I’ve had VyOS running in ESXi 6.7 for over a year now, and I’ve just run into a problem recently where VyOS is sending traffic out the wrong interface. I’ve found that there is a mismatch between VyOS’s route table and the output of the OS’s ip route command.
Apologies for the images - I can’t SSH in so I’m stuck using the ESXi web console, which doesn’t support copy/paste
Interface config (eth0 is DHCP-connected WAN, eth1 is a LAN /30, BGP’d to a Cisco 3750x, though we’re not connected to even get BGP up): https://imgur.com/y6LDV4k
Route output (I have some VPNs with VTIs that are also misbehaving and going out eth0 instead of getting into the VTI, but I suspect its the same issue): https://imgur.com/3DM8BeA
Issue Overview:
Traffic destined for 10.1.0.14 (which is the other end of the eth1 /30) is going out eth0 instead. I can reproduce this with ping, but since I can’t have two windows open at once at the moment due to the router being disconnected, here’s a repro with BGP:
We can see, however - that the VyOS route table shows the proper route, but ip route shows eth0: https://imgur.com/60N2DVo
Thoughts on why this is happening? I’ve rebooted a few times, and over time, this ends up happening. My other VyOS router (running in a primary/failover model via BGP) is just fine with about the exact same config. Anything I can check or pull to debug this?

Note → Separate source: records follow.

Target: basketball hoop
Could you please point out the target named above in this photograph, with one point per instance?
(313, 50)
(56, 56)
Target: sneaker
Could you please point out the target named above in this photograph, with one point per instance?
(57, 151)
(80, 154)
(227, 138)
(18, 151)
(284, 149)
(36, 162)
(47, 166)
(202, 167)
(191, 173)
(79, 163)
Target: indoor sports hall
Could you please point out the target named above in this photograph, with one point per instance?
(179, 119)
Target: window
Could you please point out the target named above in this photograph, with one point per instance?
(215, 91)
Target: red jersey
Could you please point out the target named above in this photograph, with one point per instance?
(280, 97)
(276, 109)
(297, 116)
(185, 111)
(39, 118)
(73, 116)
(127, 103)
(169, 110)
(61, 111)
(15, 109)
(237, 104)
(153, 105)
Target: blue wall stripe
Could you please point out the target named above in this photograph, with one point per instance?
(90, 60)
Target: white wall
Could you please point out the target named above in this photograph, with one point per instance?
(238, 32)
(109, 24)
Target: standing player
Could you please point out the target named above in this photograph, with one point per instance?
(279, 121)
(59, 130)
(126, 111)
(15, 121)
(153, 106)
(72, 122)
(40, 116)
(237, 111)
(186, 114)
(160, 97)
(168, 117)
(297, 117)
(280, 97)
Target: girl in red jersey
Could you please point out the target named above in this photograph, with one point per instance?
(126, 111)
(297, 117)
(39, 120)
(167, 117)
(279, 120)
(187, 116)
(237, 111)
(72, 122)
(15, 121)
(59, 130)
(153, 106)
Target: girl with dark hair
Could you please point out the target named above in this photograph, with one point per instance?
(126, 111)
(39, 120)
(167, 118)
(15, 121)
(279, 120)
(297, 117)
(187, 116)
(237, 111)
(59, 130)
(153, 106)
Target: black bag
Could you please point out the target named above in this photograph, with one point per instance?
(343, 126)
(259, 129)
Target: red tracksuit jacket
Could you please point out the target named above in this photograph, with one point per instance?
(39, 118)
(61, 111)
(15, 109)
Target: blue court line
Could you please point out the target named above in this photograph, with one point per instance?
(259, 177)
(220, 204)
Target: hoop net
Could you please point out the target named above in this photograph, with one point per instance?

As I can see in image Imgur: The magic of the Internet , the route assigned to dst address 10.1.0.14 is table 220.
No extra config related to routing table was made in router?
Nothing outstanding. Few static interface routes (none related to 10.1.0.14).
Also to note, route table 220, which I believe is supposed to have zero prefixes, only has the one 0.0.0.0/0 kernel route: https://imgur.com/oTpJNxu
I believe this is overriding the table 0 routes and causing my issue.
On its sister router (same config, different /30 eth1 LAN prefix), route table 220 has no routes and works great. Is there something that’d cause that route to be added to table 220?
No differences in config between the two routers, aside from some IPs and a BGP thing or two (as path route map added, etc). Nothing under protocols static, etc.
Here all all my static routes, they only exist for VPN VTIs:
set protocols static interface-route 10.2.1.1/32 next-hop-interface vti2
set protocols static interface-route 10.3.1.1/32 next-hop-interface vti3
set protocols static interface-route 10.4.1.1/32 next-hop-interface vti4
set protocols static interface-route 10.100.255.4/32 next-hop-interface vti0
set protocols static interface-route 10.100.255.5/32 next-hop-interface vti1
set protocols static interface-route 172.16.0.1/32 next-hop-interface vti11
set protocols static interface-route 192.168.1.1/32 next-hop-interface vti10
Ok there was no reference in my config to 10.1.0.12 when grepped against show conf commands. However when I removed the VPN config entirely (just nuked it via delete vpn ipsec), everything came back up.
I then re-added the VPN config, and everything stayed up. Table 220 is now empty, and communication works as expected. Will report back if anything changes.
Update: After 8ish hours (when VPN re-keyed), I now have route table 220 back, with a default route overriding the main route table, sending all traffic out eth0 instead of eth1.
Going to start fresh on 1.2.7 with a fresh config to see if starting clean sorts things out.
Yes, I use VTIs for all IPSec VPN tunnels. I vastly prefer it for my scenario (have since the EdgeOS 1.x days before I moved to VyOS). Could this be causing the issue?
Will test this and report back in a few days if this resolves it. My other router (with the same VTI configs) doesn’t seem to have this issue, but reading the blog post from 2018 regarding this seems to indicate that it should be having this issue
Thanks @Viacheslav for your help thus far, will let you know how it goes.